Pour accélérer leur transition écologique, les festivals s’attaquent à l’épineuse question des mobilités qui représentent 80% de leur empreinte carbone. Les résultats de la première étude nationale sur le sujet pointent le poids des représentations sociales de la voiture dans le choix des festivalier·es et identifient quelques pistes pour changer l’image des transports en commun, de la marche et du vélo.
Il y a un an, une cinquantaine de festivals français se réunissaient autour du projet « Festivals en mouvement » avec un objectif : accélérer la transition vers des mobilités durables. Après une saison d’expérimentations dans les festivals au printemps-été 2023, puis 48 heures de marathon créatif en novembre, les résultats de la première étude nationale sur le sujet sont désormais disponibles.

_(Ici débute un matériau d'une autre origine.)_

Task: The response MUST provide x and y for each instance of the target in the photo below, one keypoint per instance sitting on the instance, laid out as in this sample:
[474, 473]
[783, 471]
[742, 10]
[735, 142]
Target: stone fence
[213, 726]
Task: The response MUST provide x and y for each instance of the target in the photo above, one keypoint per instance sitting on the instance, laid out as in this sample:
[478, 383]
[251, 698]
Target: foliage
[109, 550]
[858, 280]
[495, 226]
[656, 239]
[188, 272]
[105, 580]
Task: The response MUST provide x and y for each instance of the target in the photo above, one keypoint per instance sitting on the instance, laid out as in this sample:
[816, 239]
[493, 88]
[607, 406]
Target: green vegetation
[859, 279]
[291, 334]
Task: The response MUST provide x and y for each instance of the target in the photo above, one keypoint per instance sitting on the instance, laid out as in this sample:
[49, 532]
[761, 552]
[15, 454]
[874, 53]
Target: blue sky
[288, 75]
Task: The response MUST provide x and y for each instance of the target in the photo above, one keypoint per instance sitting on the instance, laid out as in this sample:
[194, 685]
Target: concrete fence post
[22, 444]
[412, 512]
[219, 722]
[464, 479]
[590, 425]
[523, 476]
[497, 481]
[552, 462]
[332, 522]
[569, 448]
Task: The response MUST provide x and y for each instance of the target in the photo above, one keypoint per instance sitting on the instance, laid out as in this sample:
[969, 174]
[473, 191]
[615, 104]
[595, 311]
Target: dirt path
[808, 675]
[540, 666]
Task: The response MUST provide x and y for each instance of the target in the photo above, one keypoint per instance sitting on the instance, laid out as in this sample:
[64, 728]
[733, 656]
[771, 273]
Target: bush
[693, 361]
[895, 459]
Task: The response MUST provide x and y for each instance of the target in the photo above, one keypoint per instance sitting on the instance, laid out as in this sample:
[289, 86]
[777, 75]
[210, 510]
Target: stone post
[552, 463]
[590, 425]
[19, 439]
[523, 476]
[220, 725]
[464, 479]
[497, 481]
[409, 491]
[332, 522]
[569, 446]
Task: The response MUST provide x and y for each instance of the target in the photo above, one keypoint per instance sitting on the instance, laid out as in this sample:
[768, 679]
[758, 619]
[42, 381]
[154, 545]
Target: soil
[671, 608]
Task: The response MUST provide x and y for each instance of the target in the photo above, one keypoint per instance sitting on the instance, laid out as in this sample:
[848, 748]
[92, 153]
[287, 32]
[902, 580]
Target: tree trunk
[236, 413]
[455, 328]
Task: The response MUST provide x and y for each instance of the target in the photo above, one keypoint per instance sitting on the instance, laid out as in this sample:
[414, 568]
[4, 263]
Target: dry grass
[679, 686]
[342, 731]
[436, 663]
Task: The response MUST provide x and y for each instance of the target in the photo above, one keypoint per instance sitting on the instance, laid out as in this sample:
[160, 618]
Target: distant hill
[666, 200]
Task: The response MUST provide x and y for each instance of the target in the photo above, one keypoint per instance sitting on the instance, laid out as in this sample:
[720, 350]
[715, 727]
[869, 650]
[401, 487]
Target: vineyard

Réalisée par les chercheur·ses de la coopérative Sociotopie, cette « Enquête sur la mobilité des publics et équipes » s’appuie sur les données collectées d’avril à octobre, dans 44 festivals partout en France, tous membres du collectif R2D2 rassemblant les réseaux régionaux dédiés à la transition écologique des évènements. On retrouve ainsi dans le panel les Nuits Secrètes, le Festival de Thau, le Bordeaux Open Air, ou encore le Dub Camp Festival.
Voiture un jour…
Le principal constat de l’étude concerne l’omniprésence de la voiture dans les choix de mobilité. Pour parcourir les 70 km qui séparent en moyenne le domicile du festival, 59% des festivalier·es et des équipes empruntent la voiture thermique, 13,7% le train et 10% la marche ou le vélo.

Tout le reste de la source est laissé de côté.